“Ma come fai ad ascoltare tutto ciò che i pazienti ti dicono e non portarti a casa tutte le emozioni che hai provato?” Oppure: “ma come fai a non stare male e a sopportare le storie brutte che ascolti?” Sono domande che mi rivolgono spesso e che a volte non aspettano che io risponda, perché continuano così: “Hai imparato a distaccarti e a tenere le distanze, di sicuro fai così”. Posso dire che è molto difficile capire cosa si prova a fare un lavoro che non sia il proprio, ad esempio, per me è un mistero come possa un commercialista a sopravvivere ogni giorno a mille calcoli. Così, quando non si sa per esperienza personale, si va per ipotesi.
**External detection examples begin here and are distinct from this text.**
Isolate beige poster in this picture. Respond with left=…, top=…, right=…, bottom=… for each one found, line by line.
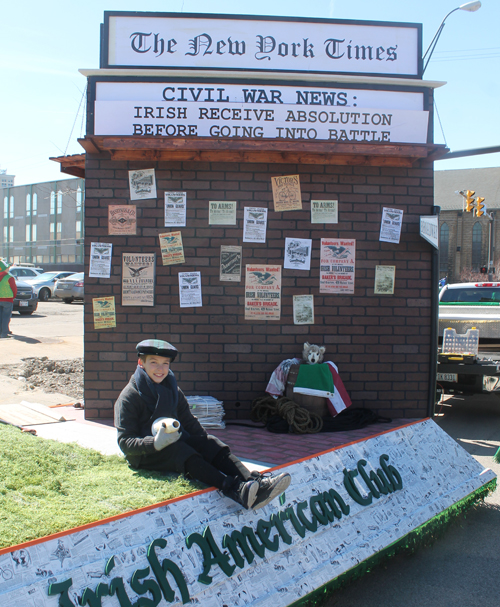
left=373, top=266, right=396, bottom=295
left=271, top=175, right=302, bottom=211
left=311, top=200, right=339, bottom=223
left=208, top=200, right=236, bottom=226
left=319, top=238, right=356, bottom=295
left=158, top=232, right=185, bottom=266
left=108, top=204, right=137, bottom=236
left=245, top=264, right=281, bottom=320
left=92, top=297, right=116, bottom=329
left=122, top=253, right=156, bottom=306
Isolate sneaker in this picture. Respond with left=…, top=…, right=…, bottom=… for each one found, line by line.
left=252, top=472, right=292, bottom=510
left=222, top=479, right=259, bottom=510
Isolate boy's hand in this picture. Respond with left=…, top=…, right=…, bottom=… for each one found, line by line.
left=154, top=426, right=181, bottom=451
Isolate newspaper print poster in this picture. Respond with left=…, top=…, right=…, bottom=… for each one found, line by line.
left=208, top=200, right=236, bottom=226
left=293, top=295, right=314, bottom=325
left=243, top=207, right=267, bottom=242
left=319, top=238, right=356, bottom=295
left=219, top=245, right=242, bottom=282
left=92, top=297, right=116, bottom=330
left=128, top=169, right=156, bottom=200
left=379, top=207, right=403, bottom=244
left=165, top=192, right=187, bottom=228
left=311, top=200, right=339, bottom=223
left=89, top=242, right=113, bottom=278
left=122, top=253, right=156, bottom=306
left=271, top=175, right=302, bottom=212
left=108, top=204, right=137, bottom=236
left=283, top=238, right=312, bottom=270
left=158, top=232, right=185, bottom=266
left=373, top=266, right=396, bottom=295
left=245, top=264, right=281, bottom=320
left=179, top=272, right=203, bottom=308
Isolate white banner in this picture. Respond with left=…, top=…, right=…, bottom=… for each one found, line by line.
left=101, top=12, right=422, bottom=77
left=0, top=420, right=495, bottom=607
left=94, top=101, right=429, bottom=143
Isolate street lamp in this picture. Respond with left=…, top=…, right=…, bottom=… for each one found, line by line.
left=422, top=1, right=481, bottom=75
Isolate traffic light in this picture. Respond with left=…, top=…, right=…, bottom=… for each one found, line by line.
left=465, top=190, right=476, bottom=213
left=476, top=196, right=486, bottom=217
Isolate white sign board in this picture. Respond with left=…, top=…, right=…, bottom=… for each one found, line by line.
left=0, top=420, right=495, bottom=607
left=101, top=12, right=422, bottom=77
left=420, top=215, right=439, bottom=249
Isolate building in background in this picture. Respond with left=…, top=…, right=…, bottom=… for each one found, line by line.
left=434, top=167, right=500, bottom=283
left=0, top=178, right=85, bottom=271
left=0, top=169, right=16, bottom=188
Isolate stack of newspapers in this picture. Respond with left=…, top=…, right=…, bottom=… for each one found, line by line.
left=186, top=396, right=226, bottom=429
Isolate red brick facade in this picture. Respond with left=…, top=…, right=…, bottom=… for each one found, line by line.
left=85, top=154, right=433, bottom=419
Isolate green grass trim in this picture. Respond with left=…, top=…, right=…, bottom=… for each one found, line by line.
left=0, top=424, right=202, bottom=548
left=289, top=478, right=497, bottom=607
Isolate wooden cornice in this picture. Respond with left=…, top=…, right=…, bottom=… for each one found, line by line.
left=73, top=136, right=448, bottom=173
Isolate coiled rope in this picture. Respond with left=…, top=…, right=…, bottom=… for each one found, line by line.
left=250, top=396, right=323, bottom=434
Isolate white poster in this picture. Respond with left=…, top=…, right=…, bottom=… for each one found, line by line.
left=89, top=242, right=113, bottom=278
left=243, top=207, right=267, bottom=242
left=179, top=272, right=203, bottom=308
left=379, top=207, right=403, bottom=244
left=128, top=169, right=156, bottom=200
left=208, top=200, right=236, bottom=226
left=283, top=238, right=312, bottom=270
left=165, top=192, right=186, bottom=227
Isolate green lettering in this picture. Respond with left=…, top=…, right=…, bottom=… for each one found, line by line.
left=147, top=538, right=191, bottom=605
left=48, top=578, right=75, bottom=607
left=186, top=527, right=236, bottom=585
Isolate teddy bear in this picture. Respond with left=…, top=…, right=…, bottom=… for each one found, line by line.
left=302, top=341, right=325, bottom=365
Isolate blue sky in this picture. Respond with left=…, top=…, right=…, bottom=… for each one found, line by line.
left=0, top=0, right=500, bottom=185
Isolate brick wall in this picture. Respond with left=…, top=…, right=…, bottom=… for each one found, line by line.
left=85, top=154, right=433, bottom=419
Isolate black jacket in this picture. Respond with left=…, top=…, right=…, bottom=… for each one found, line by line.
left=115, top=376, right=207, bottom=468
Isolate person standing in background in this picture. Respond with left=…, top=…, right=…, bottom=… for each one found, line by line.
left=0, top=259, right=17, bottom=339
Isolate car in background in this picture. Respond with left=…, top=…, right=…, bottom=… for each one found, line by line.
left=25, top=271, right=74, bottom=301
left=9, top=266, right=43, bottom=280
left=13, top=278, right=38, bottom=316
left=54, top=272, right=85, bottom=303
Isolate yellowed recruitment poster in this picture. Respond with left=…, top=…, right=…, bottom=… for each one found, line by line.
left=319, top=238, right=356, bottom=295
left=271, top=175, right=302, bottom=211
left=108, top=204, right=137, bottom=236
left=158, top=232, right=185, bottom=266
left=92, top=297, right=116, bottom=329
left=208, top=200, right=236, bottom=226
left=373, top=266, right=396, bottom=295
left=122, top=253, right=156, bottom=306
left=245, top=264, right=281, bottom=320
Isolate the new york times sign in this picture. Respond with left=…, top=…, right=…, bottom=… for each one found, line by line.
left=101, top=12, right=422, bottom=77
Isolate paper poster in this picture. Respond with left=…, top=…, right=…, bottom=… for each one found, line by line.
left=165, top=192, right=187, bottom=227
left=92, top=297, right=116, bottom=329
left=108, top=204, right=137, bottom=236
left=379, top=207, right=403, bottom=244
left=293, top=295, right=314, bottom=325
left=243, top=207, right=267, bottom=242
left=311, top=200, right=339, bottom=223
left=219, top=245, right=242, bottom=282
left=158, top=232, right=185, bottom=266
left=179, top=272, right=203, bottom=308
left=373, top=266, right=396, bottom=295
left=283, top=238, right=312, bottom=270
left=128, top=169, right=156, bottom=200
left=208, top=200, right=236, bottom=226
left=89, top=242, right=113, bottom=278
left=271, top=175, right=302, bottom=212
left=319, top=238, right=356, bottom=295
left=245, top=264, right=281, bottom=320
left=122, top=253, right=156, bottom=306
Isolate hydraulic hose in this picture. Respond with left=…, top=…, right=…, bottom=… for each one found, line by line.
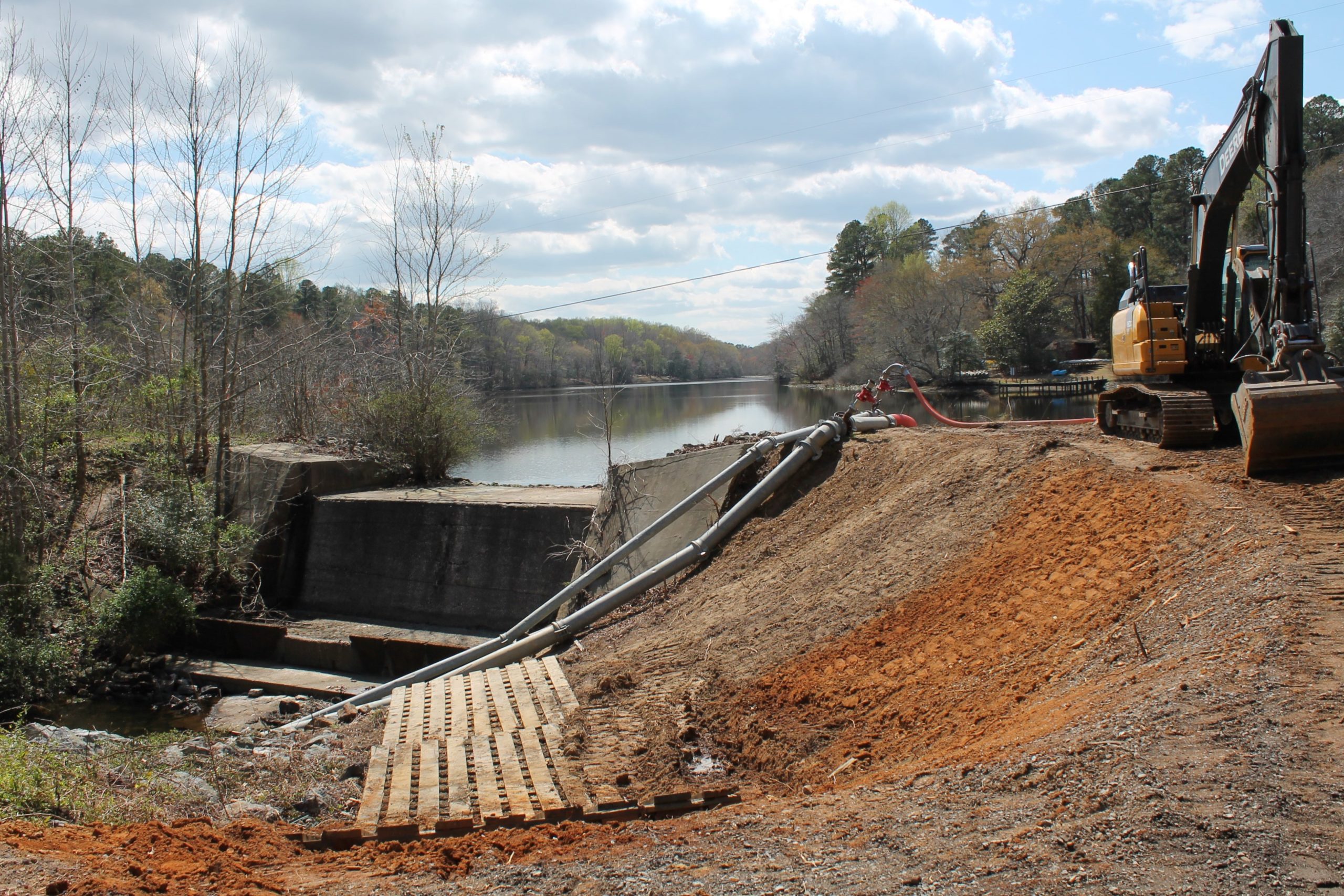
left=881, top=364, right=1097, bottom=430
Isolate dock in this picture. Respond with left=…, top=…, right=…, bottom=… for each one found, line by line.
left=989, top=376, right=1106, bottom=398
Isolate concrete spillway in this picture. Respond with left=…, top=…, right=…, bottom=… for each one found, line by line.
left=295, top=485, right=600, bottom=631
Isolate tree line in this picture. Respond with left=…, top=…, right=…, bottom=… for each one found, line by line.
left=0, top=12, right=774, bottom=705
left=771, top=94, right=1344, bottom=382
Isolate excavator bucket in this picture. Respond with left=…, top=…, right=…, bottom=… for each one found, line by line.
left=1233, top=377, right=1344, bottom=474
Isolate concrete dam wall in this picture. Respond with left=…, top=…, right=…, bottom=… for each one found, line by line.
left=293, top=485, right=600, bottom=634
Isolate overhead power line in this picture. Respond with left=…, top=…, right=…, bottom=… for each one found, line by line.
left=499, top=142, right=1344, bottom=319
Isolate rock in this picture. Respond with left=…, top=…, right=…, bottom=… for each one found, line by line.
left=23, top=721, right=130, bottom=754
left=290, top=791, right=327, bottom=815
left=225, top=799, right=279, bottom=821
left=206, top=697, right=284, bottom=731
left=168, top=771, right=219, bottom=803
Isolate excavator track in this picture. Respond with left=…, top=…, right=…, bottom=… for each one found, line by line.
left=1097, top=384, right=1217, bottom=447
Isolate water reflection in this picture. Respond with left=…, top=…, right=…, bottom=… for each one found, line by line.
left=453, top=377, right=1095, bottom=485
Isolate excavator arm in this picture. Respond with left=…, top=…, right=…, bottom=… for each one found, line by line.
left=1184, top=19, right=1344, bottom=473
left=1185, top=19, right=1315, bottom=349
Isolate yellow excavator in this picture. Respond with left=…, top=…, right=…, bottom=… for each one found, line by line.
left=1097, top=19, right=1344, bottom=474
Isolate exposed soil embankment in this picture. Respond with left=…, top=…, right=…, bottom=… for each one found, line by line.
left=8, top=428, right=1344, bottom=894
left=708, top=462, right=1203, bottom=782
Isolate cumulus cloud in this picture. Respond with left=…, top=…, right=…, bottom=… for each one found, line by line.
left=9, top=0, right=1188, bottom=341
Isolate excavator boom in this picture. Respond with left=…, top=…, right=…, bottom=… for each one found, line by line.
left=1098, top=19, right=1344, bottom=473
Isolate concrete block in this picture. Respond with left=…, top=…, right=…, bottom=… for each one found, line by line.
left=297, top=486, right=598, bottom=633
left=211, top=442, right=401, bottom=605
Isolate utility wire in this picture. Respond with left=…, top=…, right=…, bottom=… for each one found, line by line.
left=489, top=0, right=1344, bottom=210
left=492, top=41, right=1344, bottom=235
left=497, top=142, right=1344, bottom=319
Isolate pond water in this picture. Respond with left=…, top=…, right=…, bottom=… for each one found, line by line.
left=453, top=377, right=1097, bottom=485
left=27, top=700, right=207, bottom=737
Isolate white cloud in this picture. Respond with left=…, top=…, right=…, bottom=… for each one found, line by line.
left=1195, top=125, right=1227, bottom=154
left=3, top=0, right=1199, bottom=341
left=1102, top=0, right=1269, bottom=63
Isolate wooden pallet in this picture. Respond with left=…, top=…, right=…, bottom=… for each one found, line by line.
left=383, top=657, right=579, bottom=748
left=341, top=657, right=737, bottom=846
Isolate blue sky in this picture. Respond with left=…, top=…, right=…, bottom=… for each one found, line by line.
left=8, top=0, right=1344, bottom=343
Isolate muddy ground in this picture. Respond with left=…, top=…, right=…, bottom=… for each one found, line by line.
left=0, top=428, right=1344, bottom=893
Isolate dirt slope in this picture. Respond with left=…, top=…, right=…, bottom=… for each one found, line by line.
left=559, top=430, right=1344, bottom=887
left=8, top=428, right=1344, bottom=894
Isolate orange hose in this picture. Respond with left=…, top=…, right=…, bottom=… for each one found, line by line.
left=906, top=373, right=1097, bottom=430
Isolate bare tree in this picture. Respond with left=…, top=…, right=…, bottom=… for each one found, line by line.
left=0, top=16, right=36, bottom=544
left=368, top=127, right=502, bottom=388
left=214, top=35, right=320, bottom=514
left=36, top=12, right=108, bottom=504
left=152, top=29, right=228, bottom=470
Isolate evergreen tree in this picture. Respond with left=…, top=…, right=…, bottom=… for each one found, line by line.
left=826, top=220, right=881, bottom=297
left=976, top=271, right=1066, bottom=371
left=897, top=218, right=938, bottom=258
left=1303, top=93, right=1344, bottom=165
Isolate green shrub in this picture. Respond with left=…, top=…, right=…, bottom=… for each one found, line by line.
left=127, top=476, right=257, bottom=587
left=96, top=567, right=196, bottom=653
left=0, top=557, right=72, bottom=709
left=355, top=383, right=487, bottom=482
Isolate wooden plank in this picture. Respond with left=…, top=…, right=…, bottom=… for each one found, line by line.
left=406, top=681, right=425, bottom=744
left=355, top=744, right=387, bottom=827
left=383, top=688, right=407, bottom=747
left=468, top=672, right=490, bottom=736
left=542, top=725, right=593, bottom=811
left=472, top=735, right=504, bottom=818
left=383, top=743, right=415, bottom=824
left=427, top=678, right=447, bottom=740
left=523, top=658, right=564, bottom=725
left=495, top=731, right=535, bottom=815
left=444, top=737, right=472, bottom=819
left=504, top=662, right=542, bottom=728
left=518, top=728, right=564, bottom=811
left=542, top=657, right=579, bottom=709
left=415, top=740, right=438, bottom=827
left=485, top=668, right=518, bottom=731
left=447, top=676, right=468, bottom=737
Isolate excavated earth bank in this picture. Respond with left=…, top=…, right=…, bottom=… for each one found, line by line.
left=8, top=428, right=1344, bottom=893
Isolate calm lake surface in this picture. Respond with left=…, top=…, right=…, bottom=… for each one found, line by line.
left=453, top=377, right=1097, bottom=485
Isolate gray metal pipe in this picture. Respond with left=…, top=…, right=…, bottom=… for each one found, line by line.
left=284, top=426, right=816, bottom=730
left=440, top=419, right=844, bottom=674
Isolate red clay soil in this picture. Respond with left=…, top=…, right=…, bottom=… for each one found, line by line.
left=8, top=430, right=1344, bottom=896
left=0, top=819, right=646, bottom=896
left=711, top=465, right=1188, bottom=781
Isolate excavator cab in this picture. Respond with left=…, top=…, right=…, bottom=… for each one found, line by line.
left=1097, top=19, right=1344, bottom=473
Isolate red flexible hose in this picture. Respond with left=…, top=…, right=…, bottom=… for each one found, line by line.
left=906, top=373, right=1097, bottom=430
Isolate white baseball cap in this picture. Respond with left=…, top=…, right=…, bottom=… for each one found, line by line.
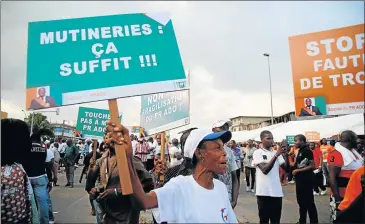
left=212, top=119, right=232, bottom=128
left=184, top=129, right=232, bottom=159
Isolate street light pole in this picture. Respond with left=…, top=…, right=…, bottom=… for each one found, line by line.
left=30, top=112, right=34, bottom=136
left=22, top=110, right=27, bottom=118
left=264, top=53, right=274, bottom=125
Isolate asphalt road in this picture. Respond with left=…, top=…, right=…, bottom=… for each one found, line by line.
left=51, top=167, right=329, bottom=223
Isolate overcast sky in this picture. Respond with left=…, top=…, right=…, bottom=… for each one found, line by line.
left=1, top=1, right=364, bottom=136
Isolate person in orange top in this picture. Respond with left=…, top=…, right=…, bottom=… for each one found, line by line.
left=288, top=146, right=299, bottom=184
left=328, top=130, right=363, bottom=223
left=309, top=142, right=327, bottom=195
left=338, top=166, right=365, bottom=211
left=335, top=166, right=365, bottom=223
left=320, top=138, right=333, bottom=186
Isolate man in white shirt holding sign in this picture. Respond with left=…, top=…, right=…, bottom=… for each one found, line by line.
left=252, top=131, right=285, bottom=223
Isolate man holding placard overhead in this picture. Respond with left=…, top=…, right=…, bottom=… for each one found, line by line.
left=107, top=121, right=238, bottom=223
left=212, top=119, right=239, bottom=208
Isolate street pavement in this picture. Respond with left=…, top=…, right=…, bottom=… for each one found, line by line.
left=51, top=167, right=329, bottom=223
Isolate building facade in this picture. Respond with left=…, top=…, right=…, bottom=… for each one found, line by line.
left=230, top=112, right=296, bottom=132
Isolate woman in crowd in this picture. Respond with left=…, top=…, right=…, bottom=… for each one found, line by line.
left=107, top=121, right=237, bottom=223
left=1, top=119, right=39, bottom=223
left=336, top=166, right=365, bottom=223
left=309, top=142, right=327, bottom=195
left=327, top=131, right=363, bottom=222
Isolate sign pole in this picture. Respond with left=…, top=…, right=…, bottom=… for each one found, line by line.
left=160, top=131, right=165, bottom=182
left=108, top=99, right=133, bottom=195
left=93, top=139, right=98, bottom=162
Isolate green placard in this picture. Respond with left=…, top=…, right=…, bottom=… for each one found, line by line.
left=76, top=107, right=122, bottom=137
left=286, top=135, right=295, bottom=145
left=26, top=13, right=188, bottom=110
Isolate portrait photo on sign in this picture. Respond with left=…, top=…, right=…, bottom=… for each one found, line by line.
left=299, top=97, right=327, bottom=117
left=27, top=86, right=57, bottom=110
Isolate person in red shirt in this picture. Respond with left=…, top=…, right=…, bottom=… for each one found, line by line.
left=328, top=130, right=363, bottom=223
left=320, top=138, right=333, bottom=186
left=309, top=142, right=327, bottom=195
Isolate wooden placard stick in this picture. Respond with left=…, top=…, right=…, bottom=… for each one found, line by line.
left=160, top=132, right=166, bottom=182
left=93, top=139, right=98, bottom=163
left=108, top=99, right=133, bottom=195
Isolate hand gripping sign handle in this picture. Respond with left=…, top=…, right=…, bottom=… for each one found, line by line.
left=93, top=139, right=98, bottom=163
left=160, top=132, right=166, bottom=182
left=108, top=99, right=133, bottom=195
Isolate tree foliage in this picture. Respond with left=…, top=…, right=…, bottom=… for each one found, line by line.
left=27, top=113, right=50, bottom=132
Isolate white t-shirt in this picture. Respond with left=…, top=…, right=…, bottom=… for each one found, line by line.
left=46, top=149, right=54, bottom=162
left=169, top=146, right=181, bottom=167
left=252, top=148, right=285, bottom=197
left=152, top=175, right=238, bottom=223
left=58, top=142, right=67, bottom=153
left=147, top=142, right=157, bottom=159
left=132, top=140, right=137, bottom=155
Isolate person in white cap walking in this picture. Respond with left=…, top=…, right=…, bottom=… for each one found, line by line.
left=107, top=121, right=238, bottom=223
left=212, top=119, right=239, bottom=208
Si tratta di un meccanismo naturale, noi tutti tendiamo a dare delle spiegazioni per sopperire a informazioni che ci mancano e per farlo usiamo le ipotesi più plausibili o, laddove non è possibile, la fantasia. Non è strano, per chi non è uno psicologo, pensare che per lavorare bene e tornare intera a casa, io lavori con distacco. Ne avevo parlato giusto un anno fa, nella falsa credenza del ghiacciolo. Chiaramente è un tema che mi appassiona molto, ma mi piace anche condividere i processi cognitivi e affettivi che giocano un ruolo nello svolgimento della mia professione. Ecco così, che a sentirmi rivolgere questa domanda, mi è tornata voglia di parlarne.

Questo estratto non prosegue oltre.